Toen zijn vingers het voorwerp raakten, explodeerde de pijn in Tals rechterarm terwijl een verblindend licht de ruimte vulde. Magnus draaide zich bliksemsnel om naar de mannen achter hem en schreeuwde: 'Rennen!'
Ze hadden geen verdere aansporing nodig en vluchtten onmiddellijk. Magnus draaide zich weer om en zag woeste vlammen komen uit het ding dat Tal had aangeraakt. Hij riep snel een beschermende bezwering op waardoor Tal in een schild werd gewikkeld dat hem verder leed moest besparen. Maar in het ongelooflijk heldere licht zag Magnus dat Tal kronkelde van pijn terwijl hij probeerde op de been te blijven. Hij struikelde achteruit en stak zijn rechterarm uit, die erg was verbrand. Magnus zag de blaren op zijn huid, die hier en daar zwart was verkoold, en de vlammetjes die nog over de mouw van zijn tuniek dansten. Zijn gezicht was een masker van pijn, en Magnus wist dat hij maar even de tijd had om Tal daar weg te halen voordat de hitte van de explosie de bezwering teniet zou doen en hem zou doden. Hij reikte in zijn eigen geest en probeerde contact op te nemen met Puc. Vader!
Puc stond binnen een tel naast hem, en stak een hand op alsof hij de snel toenemende hitte wilde afweren.
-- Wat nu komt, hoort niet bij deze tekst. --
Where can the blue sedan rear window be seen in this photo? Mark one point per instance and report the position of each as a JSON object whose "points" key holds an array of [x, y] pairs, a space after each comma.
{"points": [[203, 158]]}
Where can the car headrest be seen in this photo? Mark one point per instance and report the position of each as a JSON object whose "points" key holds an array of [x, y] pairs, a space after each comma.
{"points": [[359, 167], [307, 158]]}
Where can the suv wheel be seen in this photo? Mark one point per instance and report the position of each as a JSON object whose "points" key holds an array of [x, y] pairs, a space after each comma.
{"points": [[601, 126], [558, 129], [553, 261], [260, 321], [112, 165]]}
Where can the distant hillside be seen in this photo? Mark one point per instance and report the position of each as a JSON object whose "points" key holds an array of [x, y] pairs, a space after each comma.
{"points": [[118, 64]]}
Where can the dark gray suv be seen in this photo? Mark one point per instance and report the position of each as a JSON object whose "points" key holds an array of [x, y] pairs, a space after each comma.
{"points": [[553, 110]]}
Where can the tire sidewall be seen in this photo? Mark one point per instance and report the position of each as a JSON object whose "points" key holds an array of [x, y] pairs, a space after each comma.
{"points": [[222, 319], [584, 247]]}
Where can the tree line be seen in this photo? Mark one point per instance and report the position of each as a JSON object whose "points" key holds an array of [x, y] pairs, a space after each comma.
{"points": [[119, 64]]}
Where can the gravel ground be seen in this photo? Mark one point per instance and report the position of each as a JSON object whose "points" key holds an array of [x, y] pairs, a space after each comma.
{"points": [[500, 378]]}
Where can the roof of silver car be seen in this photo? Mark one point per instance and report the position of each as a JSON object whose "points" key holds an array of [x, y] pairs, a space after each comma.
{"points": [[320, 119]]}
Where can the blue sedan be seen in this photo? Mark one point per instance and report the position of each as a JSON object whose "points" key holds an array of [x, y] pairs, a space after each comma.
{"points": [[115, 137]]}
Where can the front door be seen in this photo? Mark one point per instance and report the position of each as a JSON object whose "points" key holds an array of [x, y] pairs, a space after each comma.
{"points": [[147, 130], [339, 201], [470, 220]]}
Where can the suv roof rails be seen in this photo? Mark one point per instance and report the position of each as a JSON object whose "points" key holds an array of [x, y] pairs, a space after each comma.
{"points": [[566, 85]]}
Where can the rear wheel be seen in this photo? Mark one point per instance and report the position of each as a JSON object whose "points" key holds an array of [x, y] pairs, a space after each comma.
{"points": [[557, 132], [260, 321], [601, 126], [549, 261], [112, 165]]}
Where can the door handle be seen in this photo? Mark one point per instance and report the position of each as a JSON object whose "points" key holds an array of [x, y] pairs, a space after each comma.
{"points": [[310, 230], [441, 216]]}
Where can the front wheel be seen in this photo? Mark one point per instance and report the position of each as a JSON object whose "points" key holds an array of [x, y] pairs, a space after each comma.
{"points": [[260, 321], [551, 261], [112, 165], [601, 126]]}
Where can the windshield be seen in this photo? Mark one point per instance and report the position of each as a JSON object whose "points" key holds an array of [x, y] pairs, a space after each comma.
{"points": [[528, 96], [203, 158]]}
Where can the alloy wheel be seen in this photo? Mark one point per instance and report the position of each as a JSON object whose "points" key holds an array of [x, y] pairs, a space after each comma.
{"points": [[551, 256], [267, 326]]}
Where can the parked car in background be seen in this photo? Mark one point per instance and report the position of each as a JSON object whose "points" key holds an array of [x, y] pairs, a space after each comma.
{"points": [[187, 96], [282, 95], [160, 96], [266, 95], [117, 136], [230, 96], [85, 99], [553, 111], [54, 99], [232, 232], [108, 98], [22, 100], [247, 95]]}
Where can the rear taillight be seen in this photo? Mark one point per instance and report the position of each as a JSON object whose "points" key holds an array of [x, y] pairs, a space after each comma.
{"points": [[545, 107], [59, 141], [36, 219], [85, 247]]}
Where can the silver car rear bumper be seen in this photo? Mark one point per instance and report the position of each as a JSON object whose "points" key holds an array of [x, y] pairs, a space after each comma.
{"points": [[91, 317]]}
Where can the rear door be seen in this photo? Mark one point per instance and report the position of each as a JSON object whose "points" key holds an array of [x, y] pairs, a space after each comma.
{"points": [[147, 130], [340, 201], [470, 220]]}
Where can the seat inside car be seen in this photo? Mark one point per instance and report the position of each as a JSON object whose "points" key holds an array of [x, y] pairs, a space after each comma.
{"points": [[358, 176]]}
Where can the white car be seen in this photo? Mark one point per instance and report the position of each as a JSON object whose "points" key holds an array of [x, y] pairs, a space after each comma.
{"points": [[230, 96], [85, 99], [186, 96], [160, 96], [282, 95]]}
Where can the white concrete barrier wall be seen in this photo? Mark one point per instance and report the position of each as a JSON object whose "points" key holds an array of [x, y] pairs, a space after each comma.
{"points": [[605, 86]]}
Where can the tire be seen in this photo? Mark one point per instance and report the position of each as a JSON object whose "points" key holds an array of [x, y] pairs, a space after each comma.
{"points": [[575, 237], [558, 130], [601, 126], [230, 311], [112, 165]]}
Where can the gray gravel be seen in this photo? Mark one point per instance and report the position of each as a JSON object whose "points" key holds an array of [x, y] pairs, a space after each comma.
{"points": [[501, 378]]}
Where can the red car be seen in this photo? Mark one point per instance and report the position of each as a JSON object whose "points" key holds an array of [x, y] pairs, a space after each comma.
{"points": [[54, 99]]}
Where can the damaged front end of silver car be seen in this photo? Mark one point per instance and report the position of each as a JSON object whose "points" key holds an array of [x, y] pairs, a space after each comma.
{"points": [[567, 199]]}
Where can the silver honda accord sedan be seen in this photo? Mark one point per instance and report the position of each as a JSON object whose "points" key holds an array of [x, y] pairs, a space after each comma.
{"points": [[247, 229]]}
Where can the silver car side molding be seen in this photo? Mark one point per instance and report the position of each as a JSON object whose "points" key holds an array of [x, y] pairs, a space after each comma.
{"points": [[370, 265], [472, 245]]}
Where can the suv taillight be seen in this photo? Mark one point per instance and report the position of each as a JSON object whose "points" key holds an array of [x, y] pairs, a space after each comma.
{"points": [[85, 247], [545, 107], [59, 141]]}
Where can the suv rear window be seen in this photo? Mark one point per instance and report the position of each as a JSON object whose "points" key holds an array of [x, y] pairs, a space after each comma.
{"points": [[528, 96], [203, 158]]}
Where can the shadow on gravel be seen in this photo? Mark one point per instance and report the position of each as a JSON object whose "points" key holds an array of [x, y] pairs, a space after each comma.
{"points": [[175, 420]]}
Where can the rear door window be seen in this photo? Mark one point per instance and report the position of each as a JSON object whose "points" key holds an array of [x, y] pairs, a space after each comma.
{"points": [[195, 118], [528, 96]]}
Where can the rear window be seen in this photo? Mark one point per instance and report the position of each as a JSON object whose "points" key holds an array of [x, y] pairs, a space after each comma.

Het rioolwater rond de vergaarbak borrelde en begon te verdampen, en het smerige slik droogde zo snel dat het in brand vloog. Tal strompelde naar de twee magiërs toe.
'We moeten hem daaruit halen!' schreeuwde Magnus.
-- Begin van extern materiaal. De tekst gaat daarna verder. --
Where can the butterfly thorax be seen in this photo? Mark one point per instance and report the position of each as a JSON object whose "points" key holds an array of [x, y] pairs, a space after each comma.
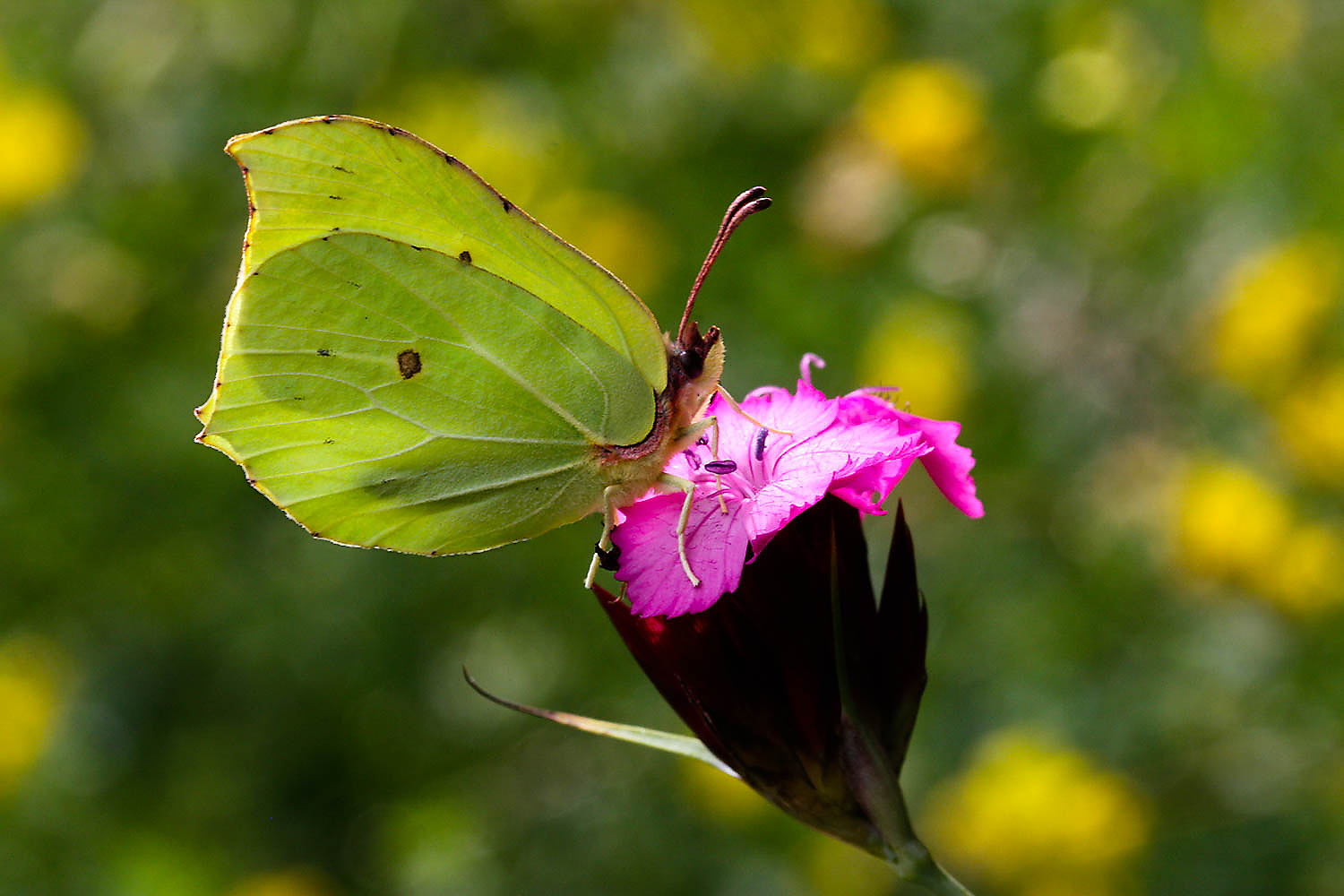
{"points": [[694, 373]]}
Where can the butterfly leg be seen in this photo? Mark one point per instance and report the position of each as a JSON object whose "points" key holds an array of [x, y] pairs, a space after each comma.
{"points": [[604, 544], [676, 484], [714, 450]]}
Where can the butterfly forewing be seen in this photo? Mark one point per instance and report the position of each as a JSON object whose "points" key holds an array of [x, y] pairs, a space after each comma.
{"points": [[316, 177], [395, 397]]}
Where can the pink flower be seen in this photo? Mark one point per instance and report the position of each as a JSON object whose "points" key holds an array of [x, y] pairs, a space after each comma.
{"points": [[857, 447]]}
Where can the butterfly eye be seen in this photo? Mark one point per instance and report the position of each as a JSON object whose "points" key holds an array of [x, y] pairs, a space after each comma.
{"points": [[691, 362]]}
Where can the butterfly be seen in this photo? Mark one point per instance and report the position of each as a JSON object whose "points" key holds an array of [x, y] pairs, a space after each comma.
{"points": [[410, 362]]}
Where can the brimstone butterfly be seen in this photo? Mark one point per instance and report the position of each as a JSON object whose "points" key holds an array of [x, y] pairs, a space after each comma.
{"points": [[413, 363]]}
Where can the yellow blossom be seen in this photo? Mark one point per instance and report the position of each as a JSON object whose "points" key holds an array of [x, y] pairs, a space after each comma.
{"points": [[1230, 522], [1038, 817], [30, 699], [922, 347], [1308, 573], [1083, 88], [1269, 311], [746, 37], [1254, 35], [42, 144], [1309, 426], [929, 116]]}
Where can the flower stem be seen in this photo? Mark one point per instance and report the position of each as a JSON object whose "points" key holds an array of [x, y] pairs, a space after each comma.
{"points": [[916, 866]]}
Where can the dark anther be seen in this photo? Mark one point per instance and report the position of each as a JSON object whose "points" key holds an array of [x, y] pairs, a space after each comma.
{"points": [[609, 560]]}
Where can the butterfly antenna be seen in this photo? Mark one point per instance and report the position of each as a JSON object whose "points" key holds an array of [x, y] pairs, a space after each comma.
{"points": [[739, 209]]}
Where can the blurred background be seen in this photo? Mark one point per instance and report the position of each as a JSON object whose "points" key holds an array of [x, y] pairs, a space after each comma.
{"points": [[1107, 237]]}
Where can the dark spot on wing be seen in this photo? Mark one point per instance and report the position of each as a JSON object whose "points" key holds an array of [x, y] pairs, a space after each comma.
{"points": [[409, 363]]}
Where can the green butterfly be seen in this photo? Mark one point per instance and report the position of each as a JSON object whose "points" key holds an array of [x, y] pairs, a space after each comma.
{"points": [[413, 363]]}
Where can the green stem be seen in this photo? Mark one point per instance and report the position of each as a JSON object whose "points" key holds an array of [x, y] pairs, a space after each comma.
{"points": [[922, 871]]}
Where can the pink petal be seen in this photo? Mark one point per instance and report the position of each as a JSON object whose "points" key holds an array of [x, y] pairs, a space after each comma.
{"points": [[949, 463], [715, 544]]}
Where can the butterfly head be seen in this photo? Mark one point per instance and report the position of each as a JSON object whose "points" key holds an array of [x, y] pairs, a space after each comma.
{"points": [[695, 365]]}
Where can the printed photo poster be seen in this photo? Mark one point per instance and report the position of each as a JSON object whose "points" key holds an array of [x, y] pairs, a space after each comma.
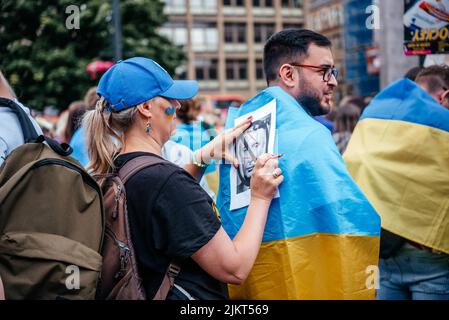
{"points": [[255, 141], [426, 27]]}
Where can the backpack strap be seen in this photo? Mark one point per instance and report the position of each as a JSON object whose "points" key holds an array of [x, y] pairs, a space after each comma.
{"points": [[125, 173], [135, 165], [29, 132]]}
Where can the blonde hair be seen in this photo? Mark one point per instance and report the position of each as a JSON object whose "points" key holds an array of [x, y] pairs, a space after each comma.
{"points": [[102, 128]]}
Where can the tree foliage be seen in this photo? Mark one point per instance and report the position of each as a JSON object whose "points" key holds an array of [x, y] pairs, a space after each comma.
{"points": [[46, 62]]}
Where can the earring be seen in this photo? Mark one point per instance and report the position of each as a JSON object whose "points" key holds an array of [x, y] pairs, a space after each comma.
{"points": [[148, 128]]}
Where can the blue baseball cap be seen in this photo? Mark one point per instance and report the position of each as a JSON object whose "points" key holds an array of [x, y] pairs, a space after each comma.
{"points": [[136, 80]]}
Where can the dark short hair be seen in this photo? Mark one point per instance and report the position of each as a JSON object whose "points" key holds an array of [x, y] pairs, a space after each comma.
{"points": [[413, 72], [434, 77], [286, 45]]}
Puc deed zijn ogen dicht, mompelde een bezwering, en plotseling was het vuur verdwenen. Hij en Magnus liepen snel naar Tal toe, de hitte van het rioolslik negerend. Ze konden hem vastgrijpen net voordat hij viel. 'Breng hem naar het eiland!' riep Puc.
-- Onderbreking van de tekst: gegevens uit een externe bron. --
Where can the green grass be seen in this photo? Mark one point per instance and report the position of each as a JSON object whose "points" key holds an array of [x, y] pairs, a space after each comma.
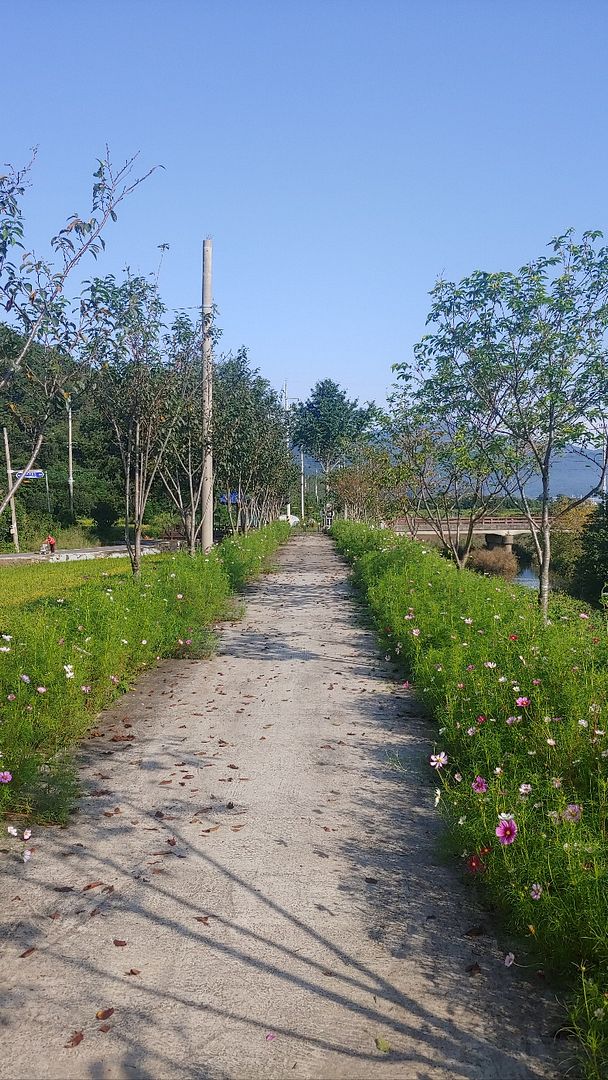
{"points": [[474, 647], [73, 636]]}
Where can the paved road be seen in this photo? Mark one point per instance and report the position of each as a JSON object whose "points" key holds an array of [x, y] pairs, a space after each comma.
{"points": [[251, 887]]}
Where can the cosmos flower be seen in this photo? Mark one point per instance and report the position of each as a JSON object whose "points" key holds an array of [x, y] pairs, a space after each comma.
{"points": [[480, 785], [437, 760], [507, 829]]}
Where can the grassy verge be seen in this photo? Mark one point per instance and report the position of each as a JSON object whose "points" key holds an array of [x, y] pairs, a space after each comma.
{"points": [[77, 637], [522, 752]]}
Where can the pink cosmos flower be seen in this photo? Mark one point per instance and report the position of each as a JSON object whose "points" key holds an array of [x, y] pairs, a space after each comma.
{"points": [[480, 785], [507, 829], [437, 760]]}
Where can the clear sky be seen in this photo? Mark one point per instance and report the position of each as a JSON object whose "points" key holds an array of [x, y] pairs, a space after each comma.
{"points": [[341, 153]]}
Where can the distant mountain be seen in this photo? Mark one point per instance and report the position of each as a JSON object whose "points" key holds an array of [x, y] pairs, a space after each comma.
{"points": [[570, 475]]}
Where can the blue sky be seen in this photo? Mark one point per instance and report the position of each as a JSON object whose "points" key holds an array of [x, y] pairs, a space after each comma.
{"points": [[341, 153]]}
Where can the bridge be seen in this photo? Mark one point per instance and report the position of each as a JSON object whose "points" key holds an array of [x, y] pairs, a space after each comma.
{"points": [[498, 531]]}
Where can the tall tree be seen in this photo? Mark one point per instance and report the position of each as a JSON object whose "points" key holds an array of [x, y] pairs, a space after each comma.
{"points": [[142, 385], [32, 292], [523, 354], [328, 426]]}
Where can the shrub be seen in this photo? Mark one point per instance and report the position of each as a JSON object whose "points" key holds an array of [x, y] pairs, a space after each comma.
{"points": [[523, 709], [65, 657], [494, 561]]}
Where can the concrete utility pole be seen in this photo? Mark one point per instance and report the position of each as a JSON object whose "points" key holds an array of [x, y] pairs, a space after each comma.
{"points": [[14, 530], [70, 461], [206, 493], [285, 406]]}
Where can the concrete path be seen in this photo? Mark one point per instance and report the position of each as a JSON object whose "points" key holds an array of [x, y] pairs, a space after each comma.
{"points": [[252, 888]]}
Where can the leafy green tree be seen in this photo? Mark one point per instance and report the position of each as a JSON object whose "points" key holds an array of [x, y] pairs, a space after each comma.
{"points": [[32, 293], [142, 386], [253, 462], [328, 426], [523, 355]]}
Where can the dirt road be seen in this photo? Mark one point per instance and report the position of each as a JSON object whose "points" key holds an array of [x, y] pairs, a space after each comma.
{"points": [[252, 888]]}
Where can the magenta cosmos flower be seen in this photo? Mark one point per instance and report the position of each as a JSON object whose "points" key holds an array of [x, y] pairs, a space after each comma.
{"points": [[507, 828], [437, 760], [480, 785]]}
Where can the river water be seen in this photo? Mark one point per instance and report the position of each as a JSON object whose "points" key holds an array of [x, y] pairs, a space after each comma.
{"points": [[527, 577]]}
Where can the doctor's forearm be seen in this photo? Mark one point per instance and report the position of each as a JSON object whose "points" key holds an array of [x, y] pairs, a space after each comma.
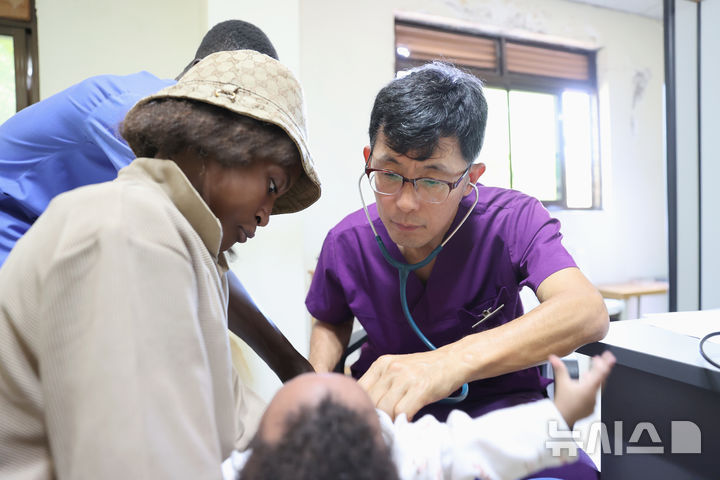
{"points": [[557, 326]]}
Magnus stopte zijn staf onder zijn arm en reikte in zijn mantel. Hij haalde een Tsurani-bol te voorschijn en legde een arm om Talwins schouders. Toen waren ze verdwenen.
Puc keek rond in de smeulende kuil met afval en liep naar de stenen vergaarbak midden in de ruimte. De hitte had al het plantaardige afval verband, en het voorwerp stond nu op de kale stenen. Hij stak zijn hand uit en raakte het aan. Het trilde met een magische energie, een energie die Puc walgelijk bekend voorkwam.
Hij pakte het voorwerp op. 'Hebbes!' zei hij zachtjes, triomfantelijk.